He helped the legendary Sir Malcolm Campbell on his Daytona dashes and joined the great RJ Mitchell in the creation of the Spitfire fighter. Flashback salutes Herefordian Cyril Lovesey, engineering maestro.

THE gramophone seemed useless and beyond repair, but the Hereford schoolboy's ingenuity with an old boot blacking tin, a needle and solder coaxed it into making music once more. The youngster also rigged up a telephone between his house and a friend's home. How the chums chatted! When the boy became a man the inventiveness flourished. In peacetime his engineering skills enabled Britain to smash sporting records on land and in the skies.

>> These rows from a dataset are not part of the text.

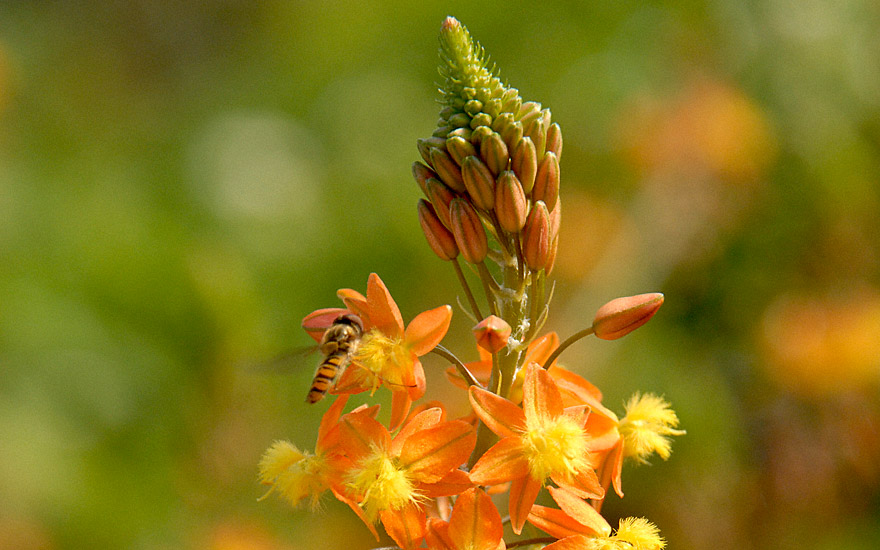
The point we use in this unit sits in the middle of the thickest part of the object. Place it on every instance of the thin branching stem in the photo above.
(467, 289)
(571, 340)
(462, 369)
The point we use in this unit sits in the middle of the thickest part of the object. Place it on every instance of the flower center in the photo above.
(383, 484)
(555, 447)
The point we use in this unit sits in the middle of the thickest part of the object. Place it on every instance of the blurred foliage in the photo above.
(181, 181)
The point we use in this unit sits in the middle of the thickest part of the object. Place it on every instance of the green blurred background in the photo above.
(180, 182)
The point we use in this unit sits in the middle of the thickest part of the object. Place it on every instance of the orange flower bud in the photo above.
(502, 121)
(468, 230)
(536, 237)
(441, 241)
(525, 163)
(511, 205)
(479, 182)
(459, 148)
(440, 196)
(554, 247)
(461, 132)
(493, 151)
(621, 316)
(492, 333)
(547, 181)
(554, 140)
(511, 135)
(535, 126)
(478, 135)
(426, 144)
(447, 169)
(421, 173)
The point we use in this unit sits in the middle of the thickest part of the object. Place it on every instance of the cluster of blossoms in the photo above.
(491, 179)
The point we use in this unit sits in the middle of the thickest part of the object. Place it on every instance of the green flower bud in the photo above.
(493, 151)
(447, 169)
(511, 205)
(426, 144)
(468, 231)
(525, 163)
(480, 182)
(536, 237)
(421, 173)
(547, 181)
(459, 148)
(440, 239)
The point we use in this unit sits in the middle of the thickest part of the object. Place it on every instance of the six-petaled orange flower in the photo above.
(391, 478)
(540, 441)
(491, 185)
(388, 353)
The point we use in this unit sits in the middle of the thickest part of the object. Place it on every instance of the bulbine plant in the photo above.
(490, 175)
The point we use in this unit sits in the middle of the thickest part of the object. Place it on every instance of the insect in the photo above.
(339, 344)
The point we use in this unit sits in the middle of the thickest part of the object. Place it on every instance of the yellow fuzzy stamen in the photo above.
(384, 358)
(383, 484)
(555, 447)
(646, 428)
(295, 474)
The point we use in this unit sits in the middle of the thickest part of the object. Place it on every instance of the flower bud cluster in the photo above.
(491, 167)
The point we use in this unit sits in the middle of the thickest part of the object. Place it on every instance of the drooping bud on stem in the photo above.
(525, 163)
(536, 237)
(547, 181)
(511, 205)
(479, 181)
(440, 239)
(468, 231)
(492, 333)
(621, 316)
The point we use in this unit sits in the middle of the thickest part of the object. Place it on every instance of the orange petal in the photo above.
(585, 484)
(453, 483)
(356, 303)
(406, 526)
(383, 311)
(554, 522)
(500, 415)
(428, 418)
(574, 542)
(329, 421)
(541, 397)
(359, 433)
(400, 405)
(593, 523)
(357, 510)
(438, 535)
(318, 321)
(523, 492)
(503, 461)
(430, 454)
(427, 330)
(475, 523)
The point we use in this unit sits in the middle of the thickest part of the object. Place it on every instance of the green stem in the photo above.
(467, 289)
(571, 340)
(462, 369)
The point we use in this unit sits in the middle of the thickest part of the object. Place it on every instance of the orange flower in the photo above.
(299, 474)
(475, 525)
(538, 442)
(391, 479)
(388, 353)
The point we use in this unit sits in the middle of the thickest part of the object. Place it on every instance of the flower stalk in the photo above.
(491, 184)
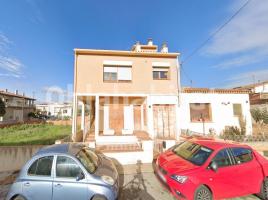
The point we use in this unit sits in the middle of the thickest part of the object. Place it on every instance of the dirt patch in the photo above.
(9, 179)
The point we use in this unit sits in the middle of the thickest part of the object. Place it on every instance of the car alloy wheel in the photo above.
(203, 193)
(19, 198)
(265, 189)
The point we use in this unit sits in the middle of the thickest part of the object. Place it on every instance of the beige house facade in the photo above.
(126, 95)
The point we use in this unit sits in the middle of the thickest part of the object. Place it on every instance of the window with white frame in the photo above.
(160, 73)
(117, 73)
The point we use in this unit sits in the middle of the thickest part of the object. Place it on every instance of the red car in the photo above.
(211, 169)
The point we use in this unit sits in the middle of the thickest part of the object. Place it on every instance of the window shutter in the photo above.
(124, 73)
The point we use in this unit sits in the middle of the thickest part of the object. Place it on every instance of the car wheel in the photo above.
(264, 190)
(202, 193)
(19, 198)
(99, 197)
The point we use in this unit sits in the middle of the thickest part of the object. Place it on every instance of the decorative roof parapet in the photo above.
(217, 91)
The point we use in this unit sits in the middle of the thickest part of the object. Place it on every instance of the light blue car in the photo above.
(66, 172)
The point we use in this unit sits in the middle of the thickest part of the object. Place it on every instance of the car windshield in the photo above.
(194, 153)
(88, 159)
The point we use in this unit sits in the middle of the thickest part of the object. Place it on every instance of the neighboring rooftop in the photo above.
(217, 91)
(69, 148)
(16, 94)
(251, 86)
(137, 49)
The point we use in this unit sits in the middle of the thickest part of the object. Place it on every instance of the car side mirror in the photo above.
(213, 166)
(80, 176)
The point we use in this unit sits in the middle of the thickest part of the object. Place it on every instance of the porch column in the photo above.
(97, 116)
(74, 117)
(178, 128)
(150, 118)
(83, 116)
(142, 118)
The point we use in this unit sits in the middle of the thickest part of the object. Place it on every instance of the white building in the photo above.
(206, 110)
(60, 110)
(133, 99)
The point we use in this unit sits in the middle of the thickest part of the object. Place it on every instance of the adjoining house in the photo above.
(210, 111)
(57, 110)
(17, 107)
(258, 94)
(126, 103)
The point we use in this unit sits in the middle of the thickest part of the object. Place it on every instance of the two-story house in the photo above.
(258, 95)
(17, 106)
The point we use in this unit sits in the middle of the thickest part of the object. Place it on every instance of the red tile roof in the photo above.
(15, 95)
(218, 91)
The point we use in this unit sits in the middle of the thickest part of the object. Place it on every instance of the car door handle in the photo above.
(58, 185)
(27, 184)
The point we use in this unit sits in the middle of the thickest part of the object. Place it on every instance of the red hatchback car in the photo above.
(211, 169)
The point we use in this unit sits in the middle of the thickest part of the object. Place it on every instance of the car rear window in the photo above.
(242, 155)
(41, 167)
(89, 159)
(193, 152)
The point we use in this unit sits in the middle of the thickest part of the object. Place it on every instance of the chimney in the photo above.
(164, 48)
(150, 42)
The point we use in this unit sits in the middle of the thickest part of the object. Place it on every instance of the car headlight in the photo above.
(180, 179)
(107, 179)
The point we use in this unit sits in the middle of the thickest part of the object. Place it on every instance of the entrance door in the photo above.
(164, 121)
(116, 114)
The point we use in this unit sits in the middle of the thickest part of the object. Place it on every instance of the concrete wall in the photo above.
(89, 76)
(221, 110)
(14, 157)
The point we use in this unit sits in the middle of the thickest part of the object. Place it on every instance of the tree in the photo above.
(2, 108)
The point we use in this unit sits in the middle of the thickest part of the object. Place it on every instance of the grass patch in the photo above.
(33, 134)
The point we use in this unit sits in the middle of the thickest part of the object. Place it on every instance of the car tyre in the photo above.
(19, 198)
(99, 197)
(264, 190)
(203, 193)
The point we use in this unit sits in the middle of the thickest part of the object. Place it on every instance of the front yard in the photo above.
(30, 134)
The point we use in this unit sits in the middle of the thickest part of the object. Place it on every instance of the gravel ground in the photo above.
(137, 182)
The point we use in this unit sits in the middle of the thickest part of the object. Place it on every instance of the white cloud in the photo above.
(247, 78)
(9, 63)
(37, 16)
(246, 32)
(10, 75)
(4, 42)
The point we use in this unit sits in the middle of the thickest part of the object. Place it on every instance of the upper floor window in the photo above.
(222, 158)
(41, 167)
(237, 109)
(200, 112)
(160, 73)
(117, 73)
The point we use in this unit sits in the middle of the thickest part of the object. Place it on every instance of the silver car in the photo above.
(66, 171)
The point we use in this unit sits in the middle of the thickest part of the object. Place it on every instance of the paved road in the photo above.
(137, 183)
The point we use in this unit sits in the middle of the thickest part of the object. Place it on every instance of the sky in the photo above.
(37, 38)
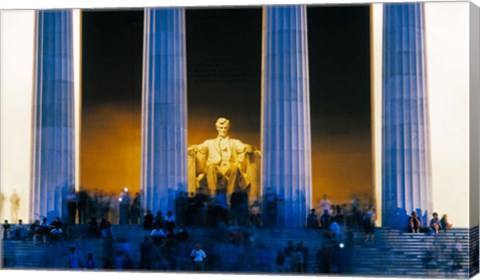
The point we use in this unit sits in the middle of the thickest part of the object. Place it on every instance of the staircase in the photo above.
(392, 253)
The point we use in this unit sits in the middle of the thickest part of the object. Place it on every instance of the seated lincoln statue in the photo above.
(224, 165)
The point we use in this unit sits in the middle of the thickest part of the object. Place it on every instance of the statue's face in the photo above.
(222, 130)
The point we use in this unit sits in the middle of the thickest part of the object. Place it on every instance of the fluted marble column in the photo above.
(164, 125)
(405, 148)
(53, 131)
(286, 144)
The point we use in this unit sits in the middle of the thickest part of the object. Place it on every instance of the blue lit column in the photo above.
(286, 145)
(164, 125)
(53, 132)
(405, 148)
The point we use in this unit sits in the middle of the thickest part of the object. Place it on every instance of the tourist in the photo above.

As the country waged war he was not only a courageous combatant but also a boffin whose brilliance helped in the creation of the Spitfire and Hurricane aircraft. His contribution to the war effort led to him being honoured by his king. Cyril Lovesey was the son of a renowned Hereford accountant and grandson of a legendary turn-of-the-century Holmer wheelwright and blacksmith. He inherited lashings of talent from both. Educated at Broomy Hill Academy and Hereford High School for Boys, Lovesey served in the Royal Flying Corps in the First World War and had a number of lucky escapes from death, being shot down several times during bombing operations. At Bristol University he gained a BSc which proved to be a passport into the services of Rolls Royce. He became supremo of its experimental department and enjoyed a glittering career. He collaborated with R J Mitchell to achieve incredible success in times good and bad.

They masterminded Britain's win in the Schneider Trophy in 1929 when the Vickers Supermarine Rolls Royce S.6B monoplane topped 400 mph. A great victory, but only prestige and pride was the prize. Soon, freedom itself would be at stake and they also teamed-up in the experiments that led to the birth of the Spitfire fighter, so supreme in the Battle of Britain. For his stirring contribution towards the war effort he was awarded the OBE in 1946. Herefordians had watched with pride his ever-growing list of achievements and were never more delighted than in the 1930s when he was chief engineer to his good friend, Sir Malcolm Campbell, as the star motorist twice broke the land speed record at Daytona, Florida. Lovesey was such a hands-on operator he would follow behind Campbell's famous 'Bluebird' on its record-breaking runs so that he could examine the engine immediately before the return. The pursuit would be made with Lovesey sitting in the back of a mere saloon car being 'thrown about like a shuttlecock'. He recalled how in 1933 the Rolls Royce engine was in perfect condition, showing no wear and tear from having broken a world record. Indeed, it had been vastly over-revved for there had been terrific wheelspin on loose sand generated by a hurricane at the end of the previous year. While in the United States Lovesey visited most of the major aeroplane and automobile factories and he noticed an absence on the roads of old cars. ''In fact, old cars in America, like the proverbial dead donkey, just aren't,'' he said. After the great Daytona day in 1935 when Lovesey assisted Campbell to lift the land speed record above 300 mph, he returned to Hereford to visit his parents in Belmont Road. He took along with him a memento of the historic occasion. Mr and Mrs Lovesey, senior, were not presented with any Sir Malcolm memorabilia or a bit of 'Bluebird'. Accompanying their son was a native of the very beach where the race against the clock was run -- an 18in. long baby crocodile!